Selon les informations recueillies par « Formiche.net », l’Irak sera responsable de la sécurité générale de la mission papale. C’est aussi une « question de souveraineté territoriale », expliquent des sources locales, auxquelles Bagdad « se soucie beaucoup », embarrassées par le match Iran-Etats-Unis. L’unité choisie pour la protection du pape est celle connue sous le nom de « Golden Division », désormais désignée par l’acronyme CTS (qui signifie Counter Terrorism Service/Service de lutte contre le terrorisme), formée par les forces occidentales au fil des ans.

C’est un département d’élite hautement qualifié au sein duquel il existe groupe dédié à la sécurité des personnalités.
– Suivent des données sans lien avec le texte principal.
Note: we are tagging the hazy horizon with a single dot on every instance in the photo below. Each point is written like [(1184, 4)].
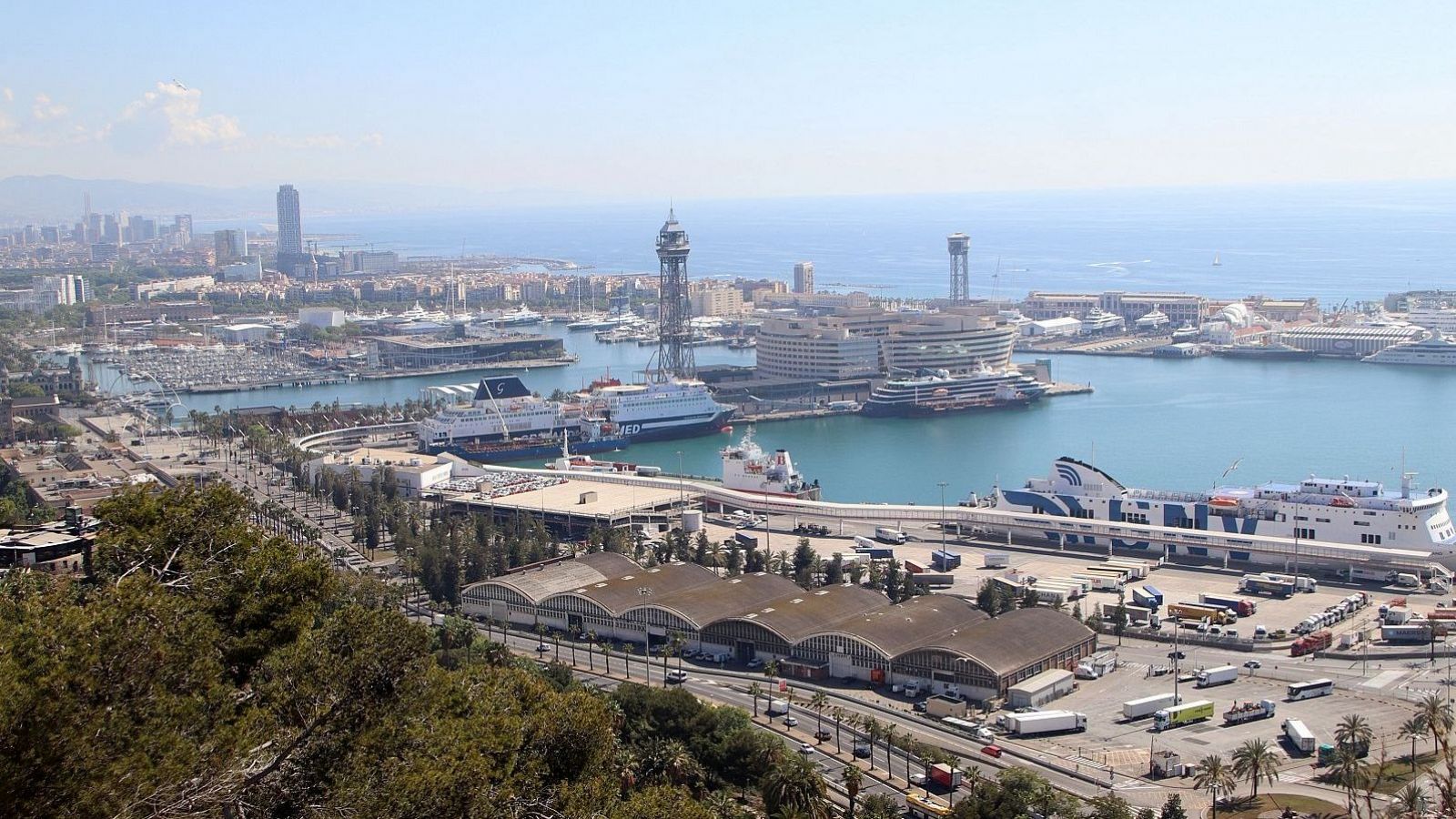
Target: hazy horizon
[(616, 101)]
Une structure similaire sera créée au Kurdistan, où les Peshmergas ont deux unités en charge: le Zevarani qui est une unité de police militarisée (également entraînée par les Carabiniers dans le passé); l’Asayish qui est la principale unité de renseignement du Kurdistan irakien; la structure est celle qui traite généralement la sécurité des personnalités politiques de haut niveau qui se rendent souvent à Erbil.

Sur le territoire irakien, il y a, comme mentionné, plusieurs unités occidentales (militaires et de renseignement), appartenant à la fois à la mission anti-EI et à la mission (intégrée) de l’OTAN, qui a récemment eu l’autorisation d’être mise en œuvre. D’après nos conversations avec les sources de sécurité occidentales en Irak, il est cependant difficile pour ces composantes de participer sur le terrain au système de protection du pape François. Au moins officiellement.

En fait, il faut considérer que les forces occidentales évitent les voyages terrestres, préférant – même pour les mouvements à l’intérieur de Bagdad – les voyages aériens. Il s’agit d’éviter les pièges explosifs mis en place par l’EI ou les milices (comme fut le cas à l’époque de l’occupation il y a deux décennies). De plus, les mouvements des unités occidentales sont soumis à la demande/communication avec le bureau du Premier ministre (le CNO). Il est cependant possible, selon les sources de « Formiche.net », que les Irakiens impliquent des structures occidentales au niveau du commandement, communiquant avec elles à la fois avant et pendant la phase opérationnelle. Il est peu probable que les drones occidentaux ne volent pas pour une meilleure surveillance. Il est clair que tout le système sera ajouté au dispositif que le Vatican organise de manière autonome autour du Pape partout où il se déplace.